In the wake of the recent Ebola pandemic, we realize the importance of pushing drugs and pharmaceuticals through the FDA approval process as quickly as possible. From drug discovery to FDA approval, the average drug takes roughly ten years costing $2.6 billion dollars during the process. Delaying the drug from reaching market just one day can cost the sponsor millions and potentially the lives of patients hindered by the condition the drug is to treat. With the pressing need for cures and treatments, an expedited approval has the potential to be advantageous for all. Over a series of blogs, I will review the four FDA expedited review programs.
The Fast Track approach to FDA expedited review is intended for drugs aimed to treat serious or life-threatening conditions and fill an unmet medical need. According to Section 506(b) of the FD&C Act, a product is eligible to be labeled as a fast track product “…if it is intended, whether alone or in combination with one or more other drugs, for the treatment of a serious or life threatening disease or condition, and it demonstrates the potential to address unmet medical needs for such a disease or condition.”
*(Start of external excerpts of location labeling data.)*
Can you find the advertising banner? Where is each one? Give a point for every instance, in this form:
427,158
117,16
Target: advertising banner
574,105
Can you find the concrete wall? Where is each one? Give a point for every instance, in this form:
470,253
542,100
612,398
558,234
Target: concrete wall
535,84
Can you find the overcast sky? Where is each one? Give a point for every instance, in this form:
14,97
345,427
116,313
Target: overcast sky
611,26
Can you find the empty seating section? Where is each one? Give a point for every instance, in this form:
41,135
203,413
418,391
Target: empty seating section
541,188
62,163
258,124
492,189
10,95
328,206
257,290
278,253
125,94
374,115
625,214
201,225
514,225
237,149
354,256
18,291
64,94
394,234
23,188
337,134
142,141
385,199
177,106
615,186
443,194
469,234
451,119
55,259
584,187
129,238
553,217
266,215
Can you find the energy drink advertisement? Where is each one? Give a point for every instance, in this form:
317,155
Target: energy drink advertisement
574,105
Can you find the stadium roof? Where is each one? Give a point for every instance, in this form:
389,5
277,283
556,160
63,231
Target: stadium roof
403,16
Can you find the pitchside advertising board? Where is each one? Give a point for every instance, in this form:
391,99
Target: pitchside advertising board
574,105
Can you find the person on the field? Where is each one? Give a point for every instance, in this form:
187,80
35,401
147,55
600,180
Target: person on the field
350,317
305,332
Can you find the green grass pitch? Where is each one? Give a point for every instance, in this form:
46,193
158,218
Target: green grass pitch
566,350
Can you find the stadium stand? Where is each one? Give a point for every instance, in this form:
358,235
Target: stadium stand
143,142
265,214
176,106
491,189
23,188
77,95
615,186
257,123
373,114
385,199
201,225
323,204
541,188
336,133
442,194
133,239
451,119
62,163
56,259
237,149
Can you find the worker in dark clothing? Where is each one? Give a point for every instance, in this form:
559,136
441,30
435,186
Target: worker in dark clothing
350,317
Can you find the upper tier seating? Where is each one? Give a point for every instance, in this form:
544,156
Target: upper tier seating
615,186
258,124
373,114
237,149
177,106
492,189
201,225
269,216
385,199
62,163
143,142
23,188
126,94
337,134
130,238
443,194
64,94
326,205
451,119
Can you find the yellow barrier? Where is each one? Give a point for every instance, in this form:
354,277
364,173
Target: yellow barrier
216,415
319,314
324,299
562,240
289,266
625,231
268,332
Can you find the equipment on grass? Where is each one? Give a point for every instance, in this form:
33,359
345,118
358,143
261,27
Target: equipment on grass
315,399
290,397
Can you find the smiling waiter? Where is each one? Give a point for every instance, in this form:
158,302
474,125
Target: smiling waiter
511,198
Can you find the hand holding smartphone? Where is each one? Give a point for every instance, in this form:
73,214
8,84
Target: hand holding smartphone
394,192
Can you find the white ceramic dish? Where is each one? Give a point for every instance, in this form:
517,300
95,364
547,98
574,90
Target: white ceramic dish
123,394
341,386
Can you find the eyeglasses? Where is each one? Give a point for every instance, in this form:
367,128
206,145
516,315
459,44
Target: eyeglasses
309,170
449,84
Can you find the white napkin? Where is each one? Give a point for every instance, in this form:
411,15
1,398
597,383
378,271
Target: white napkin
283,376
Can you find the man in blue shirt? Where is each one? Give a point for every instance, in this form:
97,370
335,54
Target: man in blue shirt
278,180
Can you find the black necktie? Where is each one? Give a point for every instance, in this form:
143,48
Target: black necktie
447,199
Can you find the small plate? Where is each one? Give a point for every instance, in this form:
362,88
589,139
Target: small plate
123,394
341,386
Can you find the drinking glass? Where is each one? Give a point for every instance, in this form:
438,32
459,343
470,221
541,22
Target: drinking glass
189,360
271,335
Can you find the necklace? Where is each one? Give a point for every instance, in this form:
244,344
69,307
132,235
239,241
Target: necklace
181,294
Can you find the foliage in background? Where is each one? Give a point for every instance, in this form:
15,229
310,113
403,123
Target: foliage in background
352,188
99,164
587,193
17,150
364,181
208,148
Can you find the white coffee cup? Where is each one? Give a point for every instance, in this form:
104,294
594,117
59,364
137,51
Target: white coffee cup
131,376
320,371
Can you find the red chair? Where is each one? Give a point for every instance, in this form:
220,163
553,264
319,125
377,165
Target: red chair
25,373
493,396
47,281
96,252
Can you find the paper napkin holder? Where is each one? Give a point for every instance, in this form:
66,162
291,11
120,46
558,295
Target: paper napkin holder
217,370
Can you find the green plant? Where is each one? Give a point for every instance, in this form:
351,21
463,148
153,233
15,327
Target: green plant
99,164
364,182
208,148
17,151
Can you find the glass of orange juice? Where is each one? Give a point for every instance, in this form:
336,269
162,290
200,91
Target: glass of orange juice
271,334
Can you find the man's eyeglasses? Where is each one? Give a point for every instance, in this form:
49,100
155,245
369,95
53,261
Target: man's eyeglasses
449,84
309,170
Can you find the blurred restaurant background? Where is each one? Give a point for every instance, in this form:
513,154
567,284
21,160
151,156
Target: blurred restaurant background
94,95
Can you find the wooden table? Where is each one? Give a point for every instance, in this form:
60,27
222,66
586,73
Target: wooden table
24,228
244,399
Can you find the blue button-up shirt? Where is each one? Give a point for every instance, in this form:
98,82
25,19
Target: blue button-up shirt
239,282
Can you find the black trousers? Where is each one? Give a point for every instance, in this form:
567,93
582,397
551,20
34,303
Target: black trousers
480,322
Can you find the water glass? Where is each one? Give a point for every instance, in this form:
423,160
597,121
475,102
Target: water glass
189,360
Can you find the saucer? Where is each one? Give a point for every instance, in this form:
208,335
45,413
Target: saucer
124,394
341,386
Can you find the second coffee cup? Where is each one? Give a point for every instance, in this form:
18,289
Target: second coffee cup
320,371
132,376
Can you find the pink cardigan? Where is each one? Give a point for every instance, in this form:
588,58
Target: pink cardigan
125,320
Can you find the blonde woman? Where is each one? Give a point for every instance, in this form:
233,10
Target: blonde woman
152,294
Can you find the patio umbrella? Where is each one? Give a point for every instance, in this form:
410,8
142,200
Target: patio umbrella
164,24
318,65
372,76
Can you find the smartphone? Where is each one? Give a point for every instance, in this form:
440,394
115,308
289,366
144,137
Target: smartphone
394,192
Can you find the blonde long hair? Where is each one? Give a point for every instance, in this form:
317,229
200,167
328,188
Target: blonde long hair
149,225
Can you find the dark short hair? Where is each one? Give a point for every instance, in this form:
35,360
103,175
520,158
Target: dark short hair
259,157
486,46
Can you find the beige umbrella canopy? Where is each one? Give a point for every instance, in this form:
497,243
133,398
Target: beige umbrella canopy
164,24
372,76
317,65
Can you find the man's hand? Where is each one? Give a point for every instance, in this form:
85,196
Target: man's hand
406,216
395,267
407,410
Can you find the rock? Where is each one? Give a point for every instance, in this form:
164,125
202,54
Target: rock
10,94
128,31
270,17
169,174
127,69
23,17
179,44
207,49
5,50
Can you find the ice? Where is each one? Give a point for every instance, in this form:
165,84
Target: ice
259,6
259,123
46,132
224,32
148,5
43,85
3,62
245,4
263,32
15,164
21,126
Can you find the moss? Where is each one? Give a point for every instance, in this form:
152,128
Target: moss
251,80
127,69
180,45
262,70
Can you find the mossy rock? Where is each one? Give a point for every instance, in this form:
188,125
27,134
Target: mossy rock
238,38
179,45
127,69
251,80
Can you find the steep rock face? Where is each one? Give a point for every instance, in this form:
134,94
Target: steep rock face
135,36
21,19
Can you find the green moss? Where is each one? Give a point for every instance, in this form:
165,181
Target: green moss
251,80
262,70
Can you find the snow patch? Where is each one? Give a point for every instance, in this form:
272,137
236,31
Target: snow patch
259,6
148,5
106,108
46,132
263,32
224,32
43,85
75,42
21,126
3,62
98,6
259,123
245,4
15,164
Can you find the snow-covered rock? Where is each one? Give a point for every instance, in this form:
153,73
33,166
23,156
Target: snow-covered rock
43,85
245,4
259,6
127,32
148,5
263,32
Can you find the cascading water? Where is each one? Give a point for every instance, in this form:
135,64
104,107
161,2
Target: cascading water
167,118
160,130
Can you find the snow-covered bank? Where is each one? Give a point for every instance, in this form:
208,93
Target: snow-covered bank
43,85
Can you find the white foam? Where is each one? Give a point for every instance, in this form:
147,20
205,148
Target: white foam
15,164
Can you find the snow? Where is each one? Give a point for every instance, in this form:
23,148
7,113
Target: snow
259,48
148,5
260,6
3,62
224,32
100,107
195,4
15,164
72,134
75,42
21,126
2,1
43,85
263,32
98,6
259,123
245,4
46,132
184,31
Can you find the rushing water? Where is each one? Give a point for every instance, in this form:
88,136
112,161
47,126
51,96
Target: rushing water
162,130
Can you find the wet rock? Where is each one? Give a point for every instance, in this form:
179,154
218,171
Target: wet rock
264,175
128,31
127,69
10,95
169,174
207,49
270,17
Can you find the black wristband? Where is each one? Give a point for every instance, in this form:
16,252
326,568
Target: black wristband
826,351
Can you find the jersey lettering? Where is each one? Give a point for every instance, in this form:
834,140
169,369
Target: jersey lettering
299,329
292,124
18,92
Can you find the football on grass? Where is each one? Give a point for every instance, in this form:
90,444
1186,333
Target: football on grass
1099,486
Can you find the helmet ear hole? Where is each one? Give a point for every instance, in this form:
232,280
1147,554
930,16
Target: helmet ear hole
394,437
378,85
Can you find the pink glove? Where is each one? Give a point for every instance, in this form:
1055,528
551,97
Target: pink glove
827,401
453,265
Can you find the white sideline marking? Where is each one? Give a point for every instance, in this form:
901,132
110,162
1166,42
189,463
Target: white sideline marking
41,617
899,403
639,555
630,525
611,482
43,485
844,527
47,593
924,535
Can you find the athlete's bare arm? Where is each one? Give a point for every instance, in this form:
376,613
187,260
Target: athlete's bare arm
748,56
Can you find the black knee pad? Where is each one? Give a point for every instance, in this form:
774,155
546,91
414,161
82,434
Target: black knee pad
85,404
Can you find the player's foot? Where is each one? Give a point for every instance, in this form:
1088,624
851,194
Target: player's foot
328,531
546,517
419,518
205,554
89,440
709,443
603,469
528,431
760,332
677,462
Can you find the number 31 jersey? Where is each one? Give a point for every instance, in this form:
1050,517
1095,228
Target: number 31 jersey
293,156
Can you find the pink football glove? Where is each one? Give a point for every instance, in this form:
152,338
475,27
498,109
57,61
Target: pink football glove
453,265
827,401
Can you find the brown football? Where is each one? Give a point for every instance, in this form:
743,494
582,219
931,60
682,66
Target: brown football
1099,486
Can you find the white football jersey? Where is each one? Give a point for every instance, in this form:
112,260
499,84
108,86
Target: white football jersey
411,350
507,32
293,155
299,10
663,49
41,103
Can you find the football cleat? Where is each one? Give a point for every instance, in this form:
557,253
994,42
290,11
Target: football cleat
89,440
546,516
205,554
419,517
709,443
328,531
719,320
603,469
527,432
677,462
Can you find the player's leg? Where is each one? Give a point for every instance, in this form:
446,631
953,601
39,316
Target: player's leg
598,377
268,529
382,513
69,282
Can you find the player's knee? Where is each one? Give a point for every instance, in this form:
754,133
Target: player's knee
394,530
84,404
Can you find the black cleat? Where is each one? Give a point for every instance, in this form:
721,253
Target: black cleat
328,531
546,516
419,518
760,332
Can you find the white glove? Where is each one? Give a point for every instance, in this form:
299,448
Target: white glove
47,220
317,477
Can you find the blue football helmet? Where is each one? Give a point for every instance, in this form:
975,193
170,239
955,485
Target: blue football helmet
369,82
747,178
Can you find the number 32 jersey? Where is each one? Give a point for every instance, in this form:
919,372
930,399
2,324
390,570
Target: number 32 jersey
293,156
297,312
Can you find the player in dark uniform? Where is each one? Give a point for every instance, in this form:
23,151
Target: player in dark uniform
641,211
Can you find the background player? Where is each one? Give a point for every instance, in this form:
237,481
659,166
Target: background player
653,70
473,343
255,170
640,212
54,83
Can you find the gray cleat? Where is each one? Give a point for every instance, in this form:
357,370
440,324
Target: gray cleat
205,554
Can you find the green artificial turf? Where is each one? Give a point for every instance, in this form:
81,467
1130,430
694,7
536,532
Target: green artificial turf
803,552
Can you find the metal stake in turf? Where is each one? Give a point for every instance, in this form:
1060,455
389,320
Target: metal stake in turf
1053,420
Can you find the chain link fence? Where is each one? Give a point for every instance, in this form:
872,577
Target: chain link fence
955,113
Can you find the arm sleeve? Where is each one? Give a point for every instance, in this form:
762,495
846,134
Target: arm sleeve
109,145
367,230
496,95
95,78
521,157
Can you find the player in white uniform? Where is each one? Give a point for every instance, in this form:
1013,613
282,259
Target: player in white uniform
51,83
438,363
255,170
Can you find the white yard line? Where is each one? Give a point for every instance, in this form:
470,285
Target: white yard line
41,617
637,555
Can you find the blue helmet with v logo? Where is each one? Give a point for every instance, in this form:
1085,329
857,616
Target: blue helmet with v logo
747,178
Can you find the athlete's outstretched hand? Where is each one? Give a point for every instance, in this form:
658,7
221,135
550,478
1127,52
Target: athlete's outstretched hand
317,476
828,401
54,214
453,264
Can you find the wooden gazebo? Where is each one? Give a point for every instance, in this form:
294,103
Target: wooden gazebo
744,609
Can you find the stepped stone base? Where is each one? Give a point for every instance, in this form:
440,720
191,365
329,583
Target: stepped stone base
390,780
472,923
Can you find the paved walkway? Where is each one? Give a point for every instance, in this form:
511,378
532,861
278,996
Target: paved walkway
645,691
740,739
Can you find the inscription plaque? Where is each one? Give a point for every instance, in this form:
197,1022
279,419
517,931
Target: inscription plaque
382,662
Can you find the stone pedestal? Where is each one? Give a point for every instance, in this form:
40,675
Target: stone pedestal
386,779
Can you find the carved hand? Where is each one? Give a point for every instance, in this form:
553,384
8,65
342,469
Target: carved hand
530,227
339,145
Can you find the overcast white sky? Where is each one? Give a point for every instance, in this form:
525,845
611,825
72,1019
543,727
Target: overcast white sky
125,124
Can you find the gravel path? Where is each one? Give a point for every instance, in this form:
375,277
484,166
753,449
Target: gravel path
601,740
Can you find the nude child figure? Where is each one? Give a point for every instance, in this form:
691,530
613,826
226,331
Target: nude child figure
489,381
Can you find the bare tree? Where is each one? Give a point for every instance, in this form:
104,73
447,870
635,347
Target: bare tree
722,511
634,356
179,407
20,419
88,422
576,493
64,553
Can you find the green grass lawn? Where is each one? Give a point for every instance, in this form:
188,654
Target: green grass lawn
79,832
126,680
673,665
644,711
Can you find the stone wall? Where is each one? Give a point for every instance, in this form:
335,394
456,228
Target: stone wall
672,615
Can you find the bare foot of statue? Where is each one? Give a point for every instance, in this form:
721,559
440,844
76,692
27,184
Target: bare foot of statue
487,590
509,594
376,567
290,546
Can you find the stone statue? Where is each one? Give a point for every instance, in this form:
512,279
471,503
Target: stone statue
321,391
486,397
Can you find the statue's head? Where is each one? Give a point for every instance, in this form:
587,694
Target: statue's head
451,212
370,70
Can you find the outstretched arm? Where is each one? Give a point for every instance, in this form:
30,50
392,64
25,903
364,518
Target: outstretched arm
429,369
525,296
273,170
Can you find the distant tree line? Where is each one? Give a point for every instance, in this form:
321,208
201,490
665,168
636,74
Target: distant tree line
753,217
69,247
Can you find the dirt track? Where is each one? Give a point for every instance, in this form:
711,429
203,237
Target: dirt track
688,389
Another qualifying criterion is that the drug has been designated as a qualified infectious disease product, or QIDP. A QIDP is defined as an antibacterial or antifungal drug for human use intended to treat serious or life-threatening infections, including those caused by an antibacterial or antifungal- resistant pathogen or another qualifying pathogen, as listed by the FDA secretary.
Also for a drug to be considered for Fast Track eligibility, it must be advantageous to current available treatments. This is determined by: showing superior effectiveness, avoiding serious side effects of available treatments, improving the diagnosis of the disease, and decreasing a clinically significant toxicity of an available treatment.
Title VIII of the FDA Safety and Innovation Act (FDASIA) provides incentives for the development of a pharmaceutical that treats a serious or life threatening infection. This blog describes the Generating Antibiotics Incentives Now (GAIN) provision of FDASIA, which is an attempt to develop drugs in response to growing rates of microbial resistance to antibiotics. It is under the FDA’s discretion on what pathogens/diseases are qualified for this program.
Pharmaceutical companies are to request a fast track expedited review for their product, ideally before the pre-Biological License Application (BLA) or New Drug Application (NDA). Upon receipt of the request, the FDA has 60 calendar days to issue a response. Once a drug is designated as a Fast Track drug, communication between the sponsor and FDA is encouraged to be more frequent, so that questions and issues may be resolved more quickly, potentially leading to earlier approval.
There are other differences between a Fast Track drug and regular drug approval processes. A sponsor may meet with the FDA more regularly to discuss the drug development plan and ensure the collection of applicable data. The sponsor is also encouraged to have more frequent written communication with the FDA regarding clinical trial design. Eligible drugs may enter “rolling review”, allowing completed sections of the BLA or NDA to be submitted rather than waiting for the entire application to be completed before submitting. The primary purpose for these revised processes is getting the drug approved as soon as possible. There are more details on this process, as noted in the Expedited Programs Guidance document, which was published in May 2014.
When a serious disease or condition effects a large population, speeding up the drug approval process, even by just a few days, may significantly improve the quality of life for many patients while saving pharmaceutical companies time and resources. What are your thoughts on this expedited process?